A reconstituição/restauração nunca recompõe o que foi realmente um dia. De fato, não há mesmo sequer como saber, com certeza, exatamente o que foi o texto um dia. São tantas as nuanças, tantos os desvios… Mas que não sirvam, por favor, como desculpa para a má tradução. É nesse meio movediço que se deve mover o tradutor. Augurando que ao menos se mantenha à tona. Onde se identifica a dificuldade, aí mesmo está o mérito de levar a tarefa a bom termo — contra todos os prognósticos.
A escritura, inclusive a tradução, é sempre processo singular. Não há imitação possível, por mais que se tente. Sempre é preciso criar, mesmo traduzindo. A questão é mesmo esta: criar não é uma decisão do escritor/tradutor, mas uma necessidade. Algo inescapável. Traduzindo, cria-se sem querer. É preciso buscar e encontrar soluções criativas, que, em última instância, são as únicas verdadeiramente viáveis se se quer emplacar um bom texto.
É sempre possível, contudo, aferir a qualidade da tradução. A criatividade não pode ser desculpa para o disparate ou a imaginação desenfreada. Criatividade vigiada deveria ser o lema. A medida da tradução será, em boa extensão, o olhar do próprio tradutor — que, nesse caso, funciona como leitor do próprio texto. O bom tradutor, em sua condição de leitor, saberá avaliar a qualidade do texto traduzido. Não se pode, claro, confiar apenas na própria leitura do tradutor. Mas esse será o primeiro índice de qualidade, que deverá ser referendado adiante por outros leitores/revisores/editores.
O olhar de leitor funciona como espécie de autocensura. O primeiro crivo por que passa o texto. Se passa daí, não quer dizer que é definitivo, mas, apenas, que superou um primeiro obstáculo. Outros deverão vir, até que o texto assuma forma aceitável. Autocrítica é a melhor atitude do tradutor, como, aliás, dos escritores em geral.
Mas não há autocrítica suficientemente forte para superar os desvãos e os deslizes da memória. Há também que haver flexibilidade, para compensar, com criatividade, as lacunas naturais abertas pelo distanciamento. Traduzir é lembrar, mas a lembrança supõe, antes de tudo, certo esquecimento. É o esquecimento mesmo que fará valorizar a boa lembrança, assim como a tradução poderá valorizar o original.
Os textos se vão construindo — nessa rede de lembranças e esquecimentos — em camadas superpostas de leituras.
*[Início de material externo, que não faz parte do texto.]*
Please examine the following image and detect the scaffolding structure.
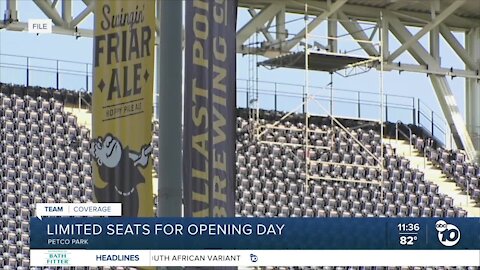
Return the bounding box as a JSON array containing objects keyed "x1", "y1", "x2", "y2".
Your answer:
[{"x1": 250, "y1": 1, "x2": 386, "y2": 196}]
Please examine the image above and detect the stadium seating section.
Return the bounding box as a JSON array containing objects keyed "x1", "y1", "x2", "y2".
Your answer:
[
  {"x1": 233, "y1": 117, "x2": 469, "y2": 218},
  {"x1": 413, "y1": 136, "x2": 480, "y2": 203},
  {"x1": 0, "y1": 84, "x2": 478, "y2": 269}
]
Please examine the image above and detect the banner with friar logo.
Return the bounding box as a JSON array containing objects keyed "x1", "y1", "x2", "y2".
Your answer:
[
  {"x1": 92, "y1": 0, "x2": 154, "y2": 217},
  {"x1": 184, "y1": 0, "x2": 238, "y2": 218}
]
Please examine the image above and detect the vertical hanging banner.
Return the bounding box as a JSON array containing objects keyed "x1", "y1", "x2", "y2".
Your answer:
[
  {"x1": 92, "y1": 0, "x2": 155, "y2": 217},
  {"x1": 184, "y1": 0, "x2": 238, "y2": 217}
]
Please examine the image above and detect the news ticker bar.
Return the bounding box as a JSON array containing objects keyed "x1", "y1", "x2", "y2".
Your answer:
[
  {"x1": 31, "y1": 218, "x2": 480, "y2": 250},
  {"x1": 30, "y1": 250, "x2": 480, "y2": 267}
]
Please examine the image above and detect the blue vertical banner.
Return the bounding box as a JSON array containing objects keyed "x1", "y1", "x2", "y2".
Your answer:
[{"x1": 184, "y1": 0, "x2": 238, "y2": 217}]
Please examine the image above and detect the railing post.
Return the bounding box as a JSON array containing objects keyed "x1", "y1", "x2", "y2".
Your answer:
[
  {"x1": 385, "y1": 94, "x2": 388, "y2": 122},
  {"x1": 329, "y1": 86, "x2": 333, "y2": 115},
  {"x1": 395, "y1": 121, "x2": 400, "y2": 151},
  {"x1": 412, "y1": 97, "x2": 416, "y2": 126},
  {"x1": 302, "y1": 86, "x2": 305, "y2": 114},
  {"x1": 274, "y1": 82, "x2": 277, "y2": 112},
  {"x1": 357, "y1": 92, "x2": 361, "y2": 118},
  {"x1": 431, "y1": 110, "x2": 434, "y2": 136},
  {"x1": 417, "y1": 99, "x2": 421, "y2": 125},
  {"x1": 56, "y1": 60, "x2": 59, "y2": 90},
  {"x1": 86, "y1": 64, "x2": 89, "y2": 92},
  {"x1": 26, "y1": 57, "x2": 29, "y2": 87}
]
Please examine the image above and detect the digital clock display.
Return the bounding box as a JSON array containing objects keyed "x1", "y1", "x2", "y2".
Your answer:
[{"x1": 397, "y1": 223, "x2": 420, "y2": 232}]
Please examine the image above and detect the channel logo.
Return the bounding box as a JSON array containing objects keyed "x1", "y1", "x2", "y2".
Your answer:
[{"x1": 435, "y1": 220, "x2": 461, "y2": 247}]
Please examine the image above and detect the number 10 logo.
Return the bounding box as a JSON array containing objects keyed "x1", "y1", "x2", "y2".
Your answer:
[{"x1": 435, "y1": 220, "x2": 461, "y2": 247}]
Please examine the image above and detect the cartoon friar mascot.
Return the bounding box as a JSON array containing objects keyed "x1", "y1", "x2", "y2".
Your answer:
[{"x1": 90, "y1": 134, "x2": 152, "y2": 217}]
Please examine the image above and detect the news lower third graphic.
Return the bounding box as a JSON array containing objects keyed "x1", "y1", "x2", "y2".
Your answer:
[{"x1": 29, "y1": 205, "x2": 480, "y2": 267}]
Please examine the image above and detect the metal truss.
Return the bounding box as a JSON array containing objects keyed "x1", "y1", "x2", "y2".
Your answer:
[
  {"x1": 1, "y1": 0, "x2": 160, "y2": 39},
  {"x1": 235, "y1": 0, "x2": 480, "y2": 161},
  {"x1": 1, "y1": 0, "x2": 480, "y2": 160}
]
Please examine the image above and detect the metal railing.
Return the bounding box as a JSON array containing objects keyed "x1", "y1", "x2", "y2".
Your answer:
[
  {"x1": 417, "y1": 99, "x2": 450, "y2": 147},
  {"x1": 0, "y1": 53, "x2": 454, "y2": 146},
  {"x1": 0, "y1": 53, "x2": 92, "y2": 92},
  {"x1": 395, "y1": 120, "x2": 412, "y2": 156},
  {"x1": 237, "y1": 78, "x2": 417, "y2": 124}
]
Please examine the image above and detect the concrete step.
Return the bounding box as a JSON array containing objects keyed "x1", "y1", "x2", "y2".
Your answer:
[{"x1": 64, "y1": 107, "x2": 92, "y2": 129}]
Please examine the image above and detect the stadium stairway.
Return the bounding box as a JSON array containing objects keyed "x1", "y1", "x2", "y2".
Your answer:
[
  {"x1": 63, "y1": 107, "x2": 92, "y2": 128},
  {"x1": 390, "y1": 139, "x2": 480, "y2": 217}
]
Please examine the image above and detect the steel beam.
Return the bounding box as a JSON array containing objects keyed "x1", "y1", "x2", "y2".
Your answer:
[
  {"x1": 276, "y1": 6, "x2": 287, "y2": 45},
  {"x1": 440, "y1": 24, "x2": 477, "y2": 71},
  {"x1": 284, "y1": 0, "x2": 347, "y2": 51},
  {"x1": 247, "y1": 8, "x2": 274, "y2": 43},
  {"x1": 70, "y1": 1, "x2": 94, "y2": 28},
  {"x1": 4, "y1": 0, "x2": 18, "y2": 22},
  {"x1": 430, "y1": 0, "x2": 440, "y2": 63},
  {"x1": 32, "y1": 0, "x2": 64, "y2": 26},
  {"x1": 327, "y1": 0, "x2": 337, "y2": 53},
  {"x1": 338, "y1": 11, "x2": 379, "y2": 57},
  {"x1": 62, "y1": 0, "x2": 72, "y2": 26},
  {"x1": 465, "y1": 27, "x2": 480, "y2": 160},
  {"x1": 381, "y1": 12, "x2": 389, "y2": 59},
  {"x1": 386, "y1": 0, "x2": 415, "y2": 11},
  {"x1": 384, "y1": 63, "x2": 480, "y2": 80},
  {"x1": 236, "y1": 2, "x2": 283, "y2": 50},
  {"x1": 388, "y1": 0, "x2": 465, "y2": 62},
  {"x1": 239, "y1": 0, "x2": 480, "y2": 30},
  {"x1": 389, "y1": 13, "x2": 476, "y2": 160},
  {"x1": 0, "y1": 21, "x2": 93, "y2": 36}
]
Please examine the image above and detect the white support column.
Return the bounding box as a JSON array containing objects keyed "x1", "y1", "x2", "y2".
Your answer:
[
  {"x1": 338, "y1": 11, "x2": 379, "y2": 56},
  {"x1": 465, "y1": 26, "x2": 480, "y2": 160},
  {"x1": 276, "y1": 7, "x2": 286, "y2": 50},
  {"x1": 440, "y1": 24, "x2": 476, "y2": 70},
  {"x1": 381, "y1": 12, "x2": 389, "y2": 59},
  {"x1": 327, "y1": 0, "x2": 337, "y2": 53},
  {"x1": 4, "y1": 0, "x2": 18, "y2": 22},
  {"x1": 388, "y1": 0, "x2": 465, "y2": 62},
  {"x1": 429, "y1": 75, "x2": 476, "y2": 159},
  {"x1": 389, "y1": 13, "x2": 476, "y2": 160},
  {"x1": 70, "y1": 1, "x2": 94, "y2": 28},
  {"x1": 285, "y1": 0, "x2": 347, "y2": 51},
  {"x1": 32, "y1": 0, "x2": 64, "y2": 26},
  {"x1": 430, "y1": 0, "x2": 440, "y2": 64},
  {"x1": 247, "y1": 9, "x2": 274, "y2": 43},
  {"x1": 62, "y1": 0, "x2": 72, "y2": 27},
  {"x1": 236, "y1": 2, "x2": 283, "y2": 50}
]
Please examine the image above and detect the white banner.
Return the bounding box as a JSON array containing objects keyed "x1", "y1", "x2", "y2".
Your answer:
[
  {"x1": 27, "y1": 19, "x2": 52, "y2": 33},
  {"x1": 30, "y1": 250, "x2": 480, "y2": 267}
]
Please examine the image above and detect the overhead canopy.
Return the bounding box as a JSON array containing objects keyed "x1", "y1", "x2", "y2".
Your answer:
[
  {"x1": 239, "y1": 0, "x2": 480, "y2": 30},
  {"x1": 259, "y1": 51, "x2": 376, "y2": 73}
]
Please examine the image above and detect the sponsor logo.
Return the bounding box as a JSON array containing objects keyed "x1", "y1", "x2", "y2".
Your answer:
[
  {"x1": 435, "y1": 220, "x2": 461, "y2": 247},
  {"x1": 250, "y1": 254, "x2": 258, "y2": 263},
  {"x1": 45, "y1": 250, "x2": 70, "y2": 266}
]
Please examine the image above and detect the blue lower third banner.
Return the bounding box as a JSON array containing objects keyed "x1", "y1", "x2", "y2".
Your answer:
[{"x1": 30, "y1": 218, "x2": 480, "y2": 267}]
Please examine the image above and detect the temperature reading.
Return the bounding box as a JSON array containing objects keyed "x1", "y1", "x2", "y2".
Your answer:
[{"x1": 399, "y1": 236, "x2": 417, "y2": 246}]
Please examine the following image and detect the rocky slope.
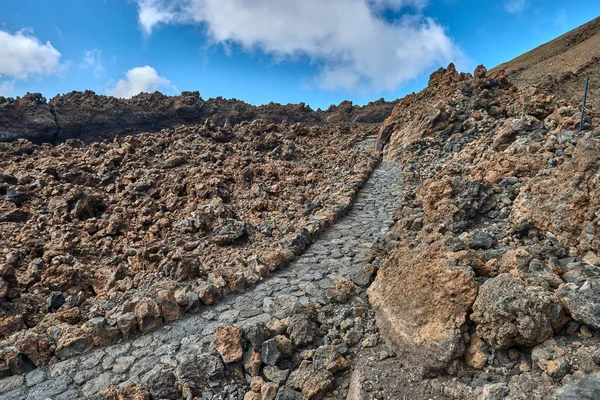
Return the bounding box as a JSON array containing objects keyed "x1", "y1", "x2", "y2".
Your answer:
[
  {"x1": 0, "y1": 120, "x2": 380, "y2": 377},
  {"x1": 494, "y1": 16, "x2": 600, "y2": 111},
  {"x1": 0, "y1": 91, "x2": 397, "y2": 144},
  {"x1": 368, "y1": 61, "x2": 600, "y2": 399}
]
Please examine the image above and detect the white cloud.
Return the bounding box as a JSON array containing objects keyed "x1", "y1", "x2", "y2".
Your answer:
[
  {"x1": 82, "y1": 49, "x2": 104, "y2": 78},
  {"x1": 505, "y1": 0, "x2": 527, "y2": 13},
  {"x1": 134, "y1": 0, "x2": 457, "y2": 92},
  {"x1": 106, "y1": 65, "x2": 174, "y2": 98},
  {"x1": 0, "y1": 29, "x2": 63, "y2": 80},
  {"x1": 0, "y1": 80, "x2": 14, "y2": 96}
]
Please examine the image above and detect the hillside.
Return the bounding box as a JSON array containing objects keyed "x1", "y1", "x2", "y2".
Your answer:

O original mesmo é resultado de uma rede complexa de leituras, recordações e olvidos. A sedimentação do original é quase sempre processo complexo, que passa pelas várias leituras do autor, de seus primeiros leitores e editores. Após publicado, com a distância no tempo, pode ser às vezes difícil “estabelecer” o texto — diante de vários “originais” de épocas e editoras diferentes.
As leituras se sucedem de maneira caótica, produzindo, no limite, um texto “original” diferente para cada leitor. A leitura do tradutor — e o “estabelecimento” de um novo texto — é um passo mais nessa escada. Escada que desce não apenas em espiral, mas que se bifurca literalmente a cada degrau. Valei-nos!